I am using spiri::qi
to parse a text and pushing what I parse into a vector<string>
, for the most part its fine since they are mostly names and addresses, but there are also some numbers that I am parsing with double_
, but once I push it to the vector
it considers it a character code, like '\x3'
in lieu of 3.0
. I don’t want to make use of variant
since its too much work for just a few cases. Is there anyway I can convert the result of double_
to string
before pushing it?
Use raw[double_]
(or even more exactly as_string[raw[double_]]
).
The first works like any rule that has attribute compatibility with a container of characters.
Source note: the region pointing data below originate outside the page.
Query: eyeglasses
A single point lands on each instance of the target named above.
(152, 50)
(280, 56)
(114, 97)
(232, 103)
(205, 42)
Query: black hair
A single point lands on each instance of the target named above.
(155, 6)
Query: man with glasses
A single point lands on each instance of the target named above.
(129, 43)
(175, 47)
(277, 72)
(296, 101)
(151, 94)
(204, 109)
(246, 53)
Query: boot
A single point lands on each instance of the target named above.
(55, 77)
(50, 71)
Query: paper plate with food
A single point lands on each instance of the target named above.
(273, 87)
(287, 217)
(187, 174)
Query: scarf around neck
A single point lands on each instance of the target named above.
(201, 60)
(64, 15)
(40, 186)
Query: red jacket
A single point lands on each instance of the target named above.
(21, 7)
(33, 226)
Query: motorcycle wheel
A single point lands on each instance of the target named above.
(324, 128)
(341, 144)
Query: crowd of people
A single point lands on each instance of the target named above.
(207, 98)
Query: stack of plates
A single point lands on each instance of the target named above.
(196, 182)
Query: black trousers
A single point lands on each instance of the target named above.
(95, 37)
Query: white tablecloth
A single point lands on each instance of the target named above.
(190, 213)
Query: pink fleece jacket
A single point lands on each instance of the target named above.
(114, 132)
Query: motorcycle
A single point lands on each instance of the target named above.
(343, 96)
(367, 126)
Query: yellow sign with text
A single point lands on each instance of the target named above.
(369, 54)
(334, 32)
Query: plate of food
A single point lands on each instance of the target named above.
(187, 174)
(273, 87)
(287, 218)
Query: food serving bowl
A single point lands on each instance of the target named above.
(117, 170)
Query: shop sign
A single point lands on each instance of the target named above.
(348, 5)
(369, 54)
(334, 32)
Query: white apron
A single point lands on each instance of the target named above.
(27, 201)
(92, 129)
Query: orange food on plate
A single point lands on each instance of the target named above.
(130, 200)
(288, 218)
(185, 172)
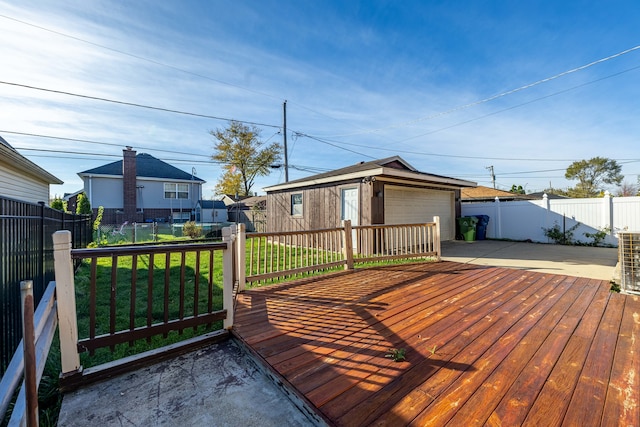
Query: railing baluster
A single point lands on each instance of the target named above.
(112, 307)
(183, 266)
(196, 288)
(167, 278)
(92, 299)
(150, 294)
(132, 303)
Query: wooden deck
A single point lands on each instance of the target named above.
(512, 347)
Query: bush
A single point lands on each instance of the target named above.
(192, 230)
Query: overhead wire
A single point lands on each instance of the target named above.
(133, 104)
(494, 97)
(163, 64)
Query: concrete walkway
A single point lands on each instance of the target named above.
(220, 385)
(580, 261)
(215, 386)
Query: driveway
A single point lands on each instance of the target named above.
(580, 261)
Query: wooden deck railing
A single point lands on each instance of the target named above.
(150, 291)
(287, 254)
(39, 326)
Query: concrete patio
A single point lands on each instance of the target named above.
(221, 385)
(579, 261)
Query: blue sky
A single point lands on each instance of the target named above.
(445, 85)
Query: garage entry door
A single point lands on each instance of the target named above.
(406, 205)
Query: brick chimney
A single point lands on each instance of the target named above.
(129, 184)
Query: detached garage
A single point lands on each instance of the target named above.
(409, 205)
(385, 191)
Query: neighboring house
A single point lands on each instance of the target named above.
(141, 188)
(21, 179)
(488, 194)
(211, 211)
(72, 200)
(385, 191)
(550, 196)
(251, 211)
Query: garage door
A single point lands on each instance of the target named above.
(405, 205)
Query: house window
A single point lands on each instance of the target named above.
(176, 191)
(296, 204)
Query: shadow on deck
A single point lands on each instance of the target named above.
(483, 345)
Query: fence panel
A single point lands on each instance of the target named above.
(26, 253)
(527, 220)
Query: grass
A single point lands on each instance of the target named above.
(125, 290)
(49, 397)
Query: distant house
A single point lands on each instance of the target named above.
(251, 211)
(488, 194)
(211, 211)
(141, 188)
(385, 191)
(21, 179)
(550, 196)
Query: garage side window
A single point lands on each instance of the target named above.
(176, 191)
(296, 204)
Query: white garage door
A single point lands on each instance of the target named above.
(405, 205)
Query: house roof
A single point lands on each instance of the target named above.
(212, 204)
(248, 202)
(481, 193)
(390, 167)
(11, 156)
(147, 166)
(550, 196)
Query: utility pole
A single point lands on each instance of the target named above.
(286, 162)
(493, 176)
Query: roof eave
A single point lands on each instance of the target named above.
(28, 166)
(377, 172)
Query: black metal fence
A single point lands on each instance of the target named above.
(26, 253)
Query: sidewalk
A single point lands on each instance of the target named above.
(215, 386)
(581, 261)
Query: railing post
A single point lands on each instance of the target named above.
(436, 238)
(347, 245)
(29, 347)
(227, 276)
(241, 255)
(66, 303)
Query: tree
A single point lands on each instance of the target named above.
(592, 175)
(83, 205)
(59, 204)
(627, 189)
(517, 189)
(244, 156)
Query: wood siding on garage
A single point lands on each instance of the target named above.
(409, 205)
(321, 207)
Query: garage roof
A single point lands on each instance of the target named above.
(395, 168)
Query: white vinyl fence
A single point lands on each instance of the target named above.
(527, 220)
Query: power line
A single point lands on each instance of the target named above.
(173, 67)
(479, 118)
(133, 104)
(494, 97)
(112, 144)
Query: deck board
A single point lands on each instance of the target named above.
(512, 347)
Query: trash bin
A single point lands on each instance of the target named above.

The latter atomically exposes a std::string
(there's one for std::wstring
as well).
BONUS
To complete Jonathan Mee's suggestion to "just use the language" (paraphrasing... :)) you can, see the last demo grammar below:
#include <boost/spirit/include/qi.hpp>
#include <boost/spirit/include/phoenix.hpp>
namespace qi = boost::spirit::qi;
namespace px = boost::phoenix;
int main() {
using It = std::string::const_iterator;
auto to_string_f = [](auto v) { return std::to_string(v); };
px::function<decltype(to_string_f)> to_string_ { to_string_f };
for (std::string const input : { "3.14", "+inf", "NaN", "-INF", "99e-3" })
{
for (auto const& grammar : std::vector<qi::rule<It, std::string()>> {
//qi::double_, // results in strange binary interpretations, indeed
qi::raw[ qi::double_ ],
qi::as_string [ qi::raw[ qi::double_ ] ],
qi::double_ [ qi::_val = to_string_(qi::_1) ],
})
{
auto f = input.begin(), l = input.end();
std::string result;
if (qi::parse(f, l, grammar, result))
std::cout << input << "\t->\t" << result << "\n";
else
std::cout << "FAILED for '" << input << "'\n";
}
}
}
Printing
3.14 -> 3.14
3.14 -> 3.14
3.14 -> 3.140000
+inf -> +inf
+inf -> +inf
+inf -> inf
NaN -> NaN
NaN -> NaN
NaN -> nan
-INF -> -INF
-INF -> -INF
-INF -> -inf
99e-3 -> 99e-3
99e-3 -> 99e-3
99e-3 -> 0.099000
Note that std::to_string
doesn't result in the literal input, so it might not roundtrip faithfully for your purposes.